Boasson Hagen overcomes photo-finish agonies to get Tour de France stage win

Chris Froome crossed safely in the pack to retain the yellow jersey with two stages to go.

Boasson Hagen overcomes photo-finish agonies to get Tour de France stage win

Edvald Boasson Hagen won stage 19 of the Tour de France as Chris Froome crossed safely in the pack to retain the yellow jersey with two stages to go.

Norwegian Boasson Hagen has been on the wrong side of two photo finishes so far in this Tour but made certain of victory in Salon-de-Provence as he attacked out of the breakaway with three kilometres to go and soloed to the line.

Nikias Arndt did his best to keep up but the Team Sunweb man came home in second place, five seconds behind.

That all happened a good 12 and a half minutes before the peloton crossed the line, with the contenders taking it relatively easy after two hard days in the Alps.

Froome leads by 23 seconds from Frenchman Romain Bardet and 29 seconds from Colombian Rigoberto Uran going into Saturday's penultimate stage, a 22.5km time trial starting and finishing in Marseille's Velodrome stadium.

Ireland’s Dan Martin and Nicolas Roche both finished safely in the peloton, with Martin sixth in the overall standings.

Team Dimension Data's Boasson Hagen was denied by just six millimetres - or 0.0003 seconds - when Marcel Kittel won stage seven to Nuits-Saint-Georges in the first week of the Tour.

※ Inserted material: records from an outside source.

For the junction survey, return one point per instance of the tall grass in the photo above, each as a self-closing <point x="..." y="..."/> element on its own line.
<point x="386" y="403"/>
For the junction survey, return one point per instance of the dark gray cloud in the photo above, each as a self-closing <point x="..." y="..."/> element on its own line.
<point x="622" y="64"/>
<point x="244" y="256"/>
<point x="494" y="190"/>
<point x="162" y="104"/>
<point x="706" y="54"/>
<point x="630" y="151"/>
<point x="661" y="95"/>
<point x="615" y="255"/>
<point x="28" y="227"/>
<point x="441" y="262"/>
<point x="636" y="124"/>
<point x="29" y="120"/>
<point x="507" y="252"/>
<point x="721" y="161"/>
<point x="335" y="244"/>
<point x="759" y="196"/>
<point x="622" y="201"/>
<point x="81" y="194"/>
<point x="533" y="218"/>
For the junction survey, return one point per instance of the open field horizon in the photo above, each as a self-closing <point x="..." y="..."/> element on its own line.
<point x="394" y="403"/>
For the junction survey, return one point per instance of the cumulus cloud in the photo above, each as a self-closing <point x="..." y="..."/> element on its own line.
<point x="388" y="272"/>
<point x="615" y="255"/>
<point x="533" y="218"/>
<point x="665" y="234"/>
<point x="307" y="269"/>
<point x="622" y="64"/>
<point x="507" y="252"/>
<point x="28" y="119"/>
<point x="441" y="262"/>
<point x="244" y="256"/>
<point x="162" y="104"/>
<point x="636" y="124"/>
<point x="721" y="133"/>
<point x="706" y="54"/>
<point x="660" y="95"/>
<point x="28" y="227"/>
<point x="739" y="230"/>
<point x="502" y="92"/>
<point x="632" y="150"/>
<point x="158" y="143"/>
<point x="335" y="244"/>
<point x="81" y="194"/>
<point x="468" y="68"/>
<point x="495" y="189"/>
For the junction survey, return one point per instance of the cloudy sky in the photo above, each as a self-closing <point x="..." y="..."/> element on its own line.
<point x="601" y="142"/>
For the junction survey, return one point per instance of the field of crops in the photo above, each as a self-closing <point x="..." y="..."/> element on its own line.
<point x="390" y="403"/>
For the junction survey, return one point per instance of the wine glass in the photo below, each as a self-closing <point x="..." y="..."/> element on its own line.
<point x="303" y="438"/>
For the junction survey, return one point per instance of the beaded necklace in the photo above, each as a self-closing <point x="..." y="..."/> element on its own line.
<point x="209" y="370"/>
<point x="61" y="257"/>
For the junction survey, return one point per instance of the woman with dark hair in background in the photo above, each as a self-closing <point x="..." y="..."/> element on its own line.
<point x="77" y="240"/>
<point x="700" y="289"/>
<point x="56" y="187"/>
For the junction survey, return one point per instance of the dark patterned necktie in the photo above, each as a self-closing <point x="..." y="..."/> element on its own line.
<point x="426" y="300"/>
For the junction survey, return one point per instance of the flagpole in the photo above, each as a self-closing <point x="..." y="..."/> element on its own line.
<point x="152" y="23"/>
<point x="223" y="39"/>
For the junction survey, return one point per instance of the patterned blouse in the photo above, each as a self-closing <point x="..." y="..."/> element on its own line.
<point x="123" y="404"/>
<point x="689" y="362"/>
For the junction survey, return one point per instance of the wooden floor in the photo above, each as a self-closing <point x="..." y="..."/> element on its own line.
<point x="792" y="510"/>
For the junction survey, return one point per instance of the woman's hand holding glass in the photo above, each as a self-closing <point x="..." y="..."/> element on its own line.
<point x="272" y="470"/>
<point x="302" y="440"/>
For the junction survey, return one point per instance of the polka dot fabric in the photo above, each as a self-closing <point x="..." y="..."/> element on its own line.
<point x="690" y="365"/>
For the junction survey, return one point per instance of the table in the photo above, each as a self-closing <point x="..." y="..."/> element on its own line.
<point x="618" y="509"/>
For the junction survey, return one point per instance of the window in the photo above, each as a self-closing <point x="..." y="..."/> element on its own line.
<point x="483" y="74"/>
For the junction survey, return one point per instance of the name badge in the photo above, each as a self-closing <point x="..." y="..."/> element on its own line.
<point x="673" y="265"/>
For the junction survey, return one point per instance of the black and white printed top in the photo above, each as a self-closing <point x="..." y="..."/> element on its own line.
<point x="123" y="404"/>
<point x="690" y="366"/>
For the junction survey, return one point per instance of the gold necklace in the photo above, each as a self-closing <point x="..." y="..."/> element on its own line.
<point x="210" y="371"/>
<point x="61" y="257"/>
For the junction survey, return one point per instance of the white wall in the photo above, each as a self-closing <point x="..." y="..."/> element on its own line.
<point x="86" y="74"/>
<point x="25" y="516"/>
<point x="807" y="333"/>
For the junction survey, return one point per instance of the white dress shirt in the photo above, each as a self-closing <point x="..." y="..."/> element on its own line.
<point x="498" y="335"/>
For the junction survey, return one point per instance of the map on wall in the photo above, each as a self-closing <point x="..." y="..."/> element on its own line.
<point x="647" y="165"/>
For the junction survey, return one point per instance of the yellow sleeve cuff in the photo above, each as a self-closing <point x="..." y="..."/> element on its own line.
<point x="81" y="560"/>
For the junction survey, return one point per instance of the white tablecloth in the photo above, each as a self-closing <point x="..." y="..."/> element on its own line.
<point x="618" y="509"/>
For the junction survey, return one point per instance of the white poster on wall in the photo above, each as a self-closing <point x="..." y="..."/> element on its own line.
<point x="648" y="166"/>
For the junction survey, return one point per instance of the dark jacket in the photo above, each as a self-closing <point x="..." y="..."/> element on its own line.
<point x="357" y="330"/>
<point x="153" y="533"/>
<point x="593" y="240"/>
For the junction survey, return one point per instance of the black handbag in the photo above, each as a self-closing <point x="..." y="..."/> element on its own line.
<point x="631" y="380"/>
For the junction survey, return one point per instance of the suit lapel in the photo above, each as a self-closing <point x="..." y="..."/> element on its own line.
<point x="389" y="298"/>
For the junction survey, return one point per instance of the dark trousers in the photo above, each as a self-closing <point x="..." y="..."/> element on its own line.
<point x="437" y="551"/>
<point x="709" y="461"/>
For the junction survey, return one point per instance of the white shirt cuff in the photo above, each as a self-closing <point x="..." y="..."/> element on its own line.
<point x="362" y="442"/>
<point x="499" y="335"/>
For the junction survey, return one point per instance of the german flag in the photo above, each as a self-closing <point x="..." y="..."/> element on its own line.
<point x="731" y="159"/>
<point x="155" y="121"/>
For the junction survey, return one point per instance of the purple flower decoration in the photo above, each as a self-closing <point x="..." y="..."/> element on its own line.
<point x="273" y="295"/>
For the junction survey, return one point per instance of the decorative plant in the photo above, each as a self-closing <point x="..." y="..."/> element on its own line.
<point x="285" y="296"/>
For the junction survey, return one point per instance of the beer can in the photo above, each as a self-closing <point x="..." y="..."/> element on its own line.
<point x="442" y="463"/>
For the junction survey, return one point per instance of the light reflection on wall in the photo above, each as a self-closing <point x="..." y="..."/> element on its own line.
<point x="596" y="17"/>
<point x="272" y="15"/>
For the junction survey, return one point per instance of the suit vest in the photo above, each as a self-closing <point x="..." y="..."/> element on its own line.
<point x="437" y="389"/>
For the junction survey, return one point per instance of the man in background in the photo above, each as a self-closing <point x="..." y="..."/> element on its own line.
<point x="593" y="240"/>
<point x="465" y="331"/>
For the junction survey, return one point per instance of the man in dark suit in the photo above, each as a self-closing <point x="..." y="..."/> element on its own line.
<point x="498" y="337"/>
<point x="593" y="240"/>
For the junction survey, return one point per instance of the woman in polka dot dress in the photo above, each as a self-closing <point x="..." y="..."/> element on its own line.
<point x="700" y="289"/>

He was then narrowly beaten again by the German on stage 12 to Pau, a victory that would have been all the sweeter for Boasson Hagen's South African-based team as it would have come on Nelson Mandela Day.

A day after the final mountain test, the organisers threw the longest stage of the entire Tour at the riders as they rode 222.5km from Embrun.

Although this stage was listed as flat, Team Sky were eager to avoid it coming to a sprint finish given the technical nature of the final three kilometres - with three sharp bends perhaps inviting a crash if the race was on.

As such, they allowed a 20-man break - also including another ex-Team Sky man in the shape of Ben Swift - to go more than 10 minutes up the road.

It began to fracture inside the final 20km, with Boasson Hagen part of a nine-man group that left Swift and the others behind.

When the 30-year-old kicked again with less than three kilometres to go, Arndt was the only one to respond but the German could not keep up.

Froome is now firmly odds on for a fourth Tour title with Saturday's battle against the clock expected to see him gain further time on his rivals.

The 32-year-old certainly looked in relaxed mood as the peloton cruised along, and he even took time to high-five famed Tour fan Didi the Devil along the way.